The Ancient Borderlands Research Focus Group at the University of California, Santa Barbara invites graduate students of any discipline and any period to submit abstracts for papers addressing the theme of Beyond Marginality: Race, Ethnicity, and Memory. Borderlands are spaces where people of different ethnicities, cultures, religions, political systems, or linguistic traditions come into contact, often without one authority exercising complete control. These contacts reveal imbalances of power and senses of belonging, developed and maintained through areas of contact that may be physical, conceptual, or metaphorical. Studying the borderlands reveals marginality as a decentralizing process, treating the marginalized subject as the center of the discourse rather than at its outskirts.
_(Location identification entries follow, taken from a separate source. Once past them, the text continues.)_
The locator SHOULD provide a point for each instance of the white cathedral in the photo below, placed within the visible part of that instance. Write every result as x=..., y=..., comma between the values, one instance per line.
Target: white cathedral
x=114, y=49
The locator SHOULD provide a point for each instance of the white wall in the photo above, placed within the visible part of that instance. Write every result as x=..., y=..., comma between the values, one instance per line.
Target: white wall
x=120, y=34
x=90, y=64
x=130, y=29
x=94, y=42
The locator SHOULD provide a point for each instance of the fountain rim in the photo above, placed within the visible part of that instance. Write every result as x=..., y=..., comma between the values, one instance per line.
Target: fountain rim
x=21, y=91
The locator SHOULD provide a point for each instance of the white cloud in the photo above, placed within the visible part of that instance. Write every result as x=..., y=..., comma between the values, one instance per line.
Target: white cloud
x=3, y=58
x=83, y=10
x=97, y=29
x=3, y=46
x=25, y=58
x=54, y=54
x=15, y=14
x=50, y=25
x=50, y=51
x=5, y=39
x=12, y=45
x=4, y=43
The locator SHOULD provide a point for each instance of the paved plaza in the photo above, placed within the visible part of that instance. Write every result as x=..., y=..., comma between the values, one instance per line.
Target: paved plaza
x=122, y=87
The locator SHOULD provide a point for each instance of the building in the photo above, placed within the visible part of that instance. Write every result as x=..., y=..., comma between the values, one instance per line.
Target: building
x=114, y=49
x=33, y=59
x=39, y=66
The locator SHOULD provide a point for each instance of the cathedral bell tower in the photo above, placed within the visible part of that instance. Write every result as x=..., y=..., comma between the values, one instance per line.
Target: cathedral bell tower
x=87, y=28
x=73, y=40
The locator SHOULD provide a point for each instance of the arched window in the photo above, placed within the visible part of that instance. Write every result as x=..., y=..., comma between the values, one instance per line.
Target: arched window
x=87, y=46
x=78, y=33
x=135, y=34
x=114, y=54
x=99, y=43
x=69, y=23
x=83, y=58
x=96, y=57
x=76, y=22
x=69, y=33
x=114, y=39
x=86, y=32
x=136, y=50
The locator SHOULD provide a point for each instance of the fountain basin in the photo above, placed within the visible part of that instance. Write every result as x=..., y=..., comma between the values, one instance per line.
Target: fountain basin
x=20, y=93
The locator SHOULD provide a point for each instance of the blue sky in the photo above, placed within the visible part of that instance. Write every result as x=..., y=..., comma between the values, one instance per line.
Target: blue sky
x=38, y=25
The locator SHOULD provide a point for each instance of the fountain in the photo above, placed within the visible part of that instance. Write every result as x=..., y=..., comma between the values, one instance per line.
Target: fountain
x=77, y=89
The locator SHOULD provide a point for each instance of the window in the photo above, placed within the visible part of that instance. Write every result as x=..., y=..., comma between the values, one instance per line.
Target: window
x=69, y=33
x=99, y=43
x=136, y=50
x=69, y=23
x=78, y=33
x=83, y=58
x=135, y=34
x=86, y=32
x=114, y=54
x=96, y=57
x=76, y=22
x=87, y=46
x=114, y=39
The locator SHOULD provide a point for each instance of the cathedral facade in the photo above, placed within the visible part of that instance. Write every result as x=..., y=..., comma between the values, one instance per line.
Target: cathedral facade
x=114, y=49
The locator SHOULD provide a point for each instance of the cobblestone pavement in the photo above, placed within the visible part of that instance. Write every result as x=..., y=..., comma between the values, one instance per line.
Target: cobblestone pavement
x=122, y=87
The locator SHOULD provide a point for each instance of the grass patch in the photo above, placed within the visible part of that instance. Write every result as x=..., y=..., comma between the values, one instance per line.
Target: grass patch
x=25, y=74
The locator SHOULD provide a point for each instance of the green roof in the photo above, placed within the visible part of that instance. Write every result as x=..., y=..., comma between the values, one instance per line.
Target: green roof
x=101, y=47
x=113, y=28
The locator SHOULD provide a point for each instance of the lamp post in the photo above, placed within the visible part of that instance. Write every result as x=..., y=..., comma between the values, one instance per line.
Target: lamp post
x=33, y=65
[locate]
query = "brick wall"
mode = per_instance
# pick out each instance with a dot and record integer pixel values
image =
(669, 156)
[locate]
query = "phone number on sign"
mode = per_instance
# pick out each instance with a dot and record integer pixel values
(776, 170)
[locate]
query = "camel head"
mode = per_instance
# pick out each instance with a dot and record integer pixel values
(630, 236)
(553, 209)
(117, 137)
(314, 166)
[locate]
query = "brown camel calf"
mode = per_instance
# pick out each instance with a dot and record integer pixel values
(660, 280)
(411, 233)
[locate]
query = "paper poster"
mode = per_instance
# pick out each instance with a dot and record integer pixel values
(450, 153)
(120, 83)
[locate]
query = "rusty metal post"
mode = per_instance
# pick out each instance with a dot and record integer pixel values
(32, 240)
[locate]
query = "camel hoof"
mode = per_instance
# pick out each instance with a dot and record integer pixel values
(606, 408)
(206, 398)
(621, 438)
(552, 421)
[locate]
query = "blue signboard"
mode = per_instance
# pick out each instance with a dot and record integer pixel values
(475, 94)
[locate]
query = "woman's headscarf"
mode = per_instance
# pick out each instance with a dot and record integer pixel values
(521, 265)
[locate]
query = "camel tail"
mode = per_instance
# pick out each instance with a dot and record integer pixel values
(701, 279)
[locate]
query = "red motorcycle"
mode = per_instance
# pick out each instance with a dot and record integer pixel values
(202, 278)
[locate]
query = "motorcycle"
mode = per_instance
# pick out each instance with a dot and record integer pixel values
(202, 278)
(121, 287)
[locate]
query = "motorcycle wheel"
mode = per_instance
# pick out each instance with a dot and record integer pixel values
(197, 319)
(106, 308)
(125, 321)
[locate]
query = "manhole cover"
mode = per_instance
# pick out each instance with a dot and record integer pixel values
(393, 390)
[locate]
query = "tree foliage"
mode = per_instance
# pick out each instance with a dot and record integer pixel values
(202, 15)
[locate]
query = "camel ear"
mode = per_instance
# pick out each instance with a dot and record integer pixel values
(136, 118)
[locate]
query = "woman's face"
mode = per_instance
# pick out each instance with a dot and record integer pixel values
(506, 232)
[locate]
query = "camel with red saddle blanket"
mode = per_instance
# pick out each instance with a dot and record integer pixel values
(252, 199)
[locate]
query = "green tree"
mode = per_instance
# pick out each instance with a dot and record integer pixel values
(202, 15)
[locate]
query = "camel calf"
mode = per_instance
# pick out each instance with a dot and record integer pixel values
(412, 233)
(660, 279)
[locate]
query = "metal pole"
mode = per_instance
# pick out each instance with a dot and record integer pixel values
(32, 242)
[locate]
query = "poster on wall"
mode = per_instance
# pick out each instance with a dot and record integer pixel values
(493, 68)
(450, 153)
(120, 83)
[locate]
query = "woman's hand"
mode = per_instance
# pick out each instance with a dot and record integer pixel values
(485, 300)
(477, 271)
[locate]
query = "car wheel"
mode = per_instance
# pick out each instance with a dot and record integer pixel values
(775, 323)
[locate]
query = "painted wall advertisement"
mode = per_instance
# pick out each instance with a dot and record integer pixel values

The 2018 Borderlands International Graduate Student Conference seeks papers that address how interactions in the borderlands may be framed through constructs of race, ethnicity, and memory. This
topic encourages inquiries into the constructed production of race and ethnicity, recognizing these categories as contested narratives of inequalities and difference developed across time and space and
inscribed or blurred through the collective experiences of memory. We are interested in how race and ethnicity are understood through these memories, and how these memories have the potential to blur
borders and re-examine marginality as a process of boundary-transgressing and hybridity. Some topics of interest to the conference organizers include, but are not limited to: racialization processes, histories of race and ethnicity, conflicting memories of difference, and the imagination of race or ethnicity.
The study of borderlands encourages an interdisciplinary approach. As such, the conference seeks to include a wide range of perspectives and methodologies across disciplinary boundaries, in any geographic region or historical period. We welcome paper submissions from scholars in history, anthropology, art history, theology, classics, religious studies, literature, linguistics, and all related disciplines. We also encourage, but do not require, papers that engage with theorists whose work has relevance for borderlands studies, such as: Gloria Anzaldúa, Fredrick Barth, Daniel Boyarin, Bradley Parker, Pierre Bourdieu, Gayatri Charkravorty Spivak, Thomas Tweed, James Romm, and Jeffrey Jerome Cohen.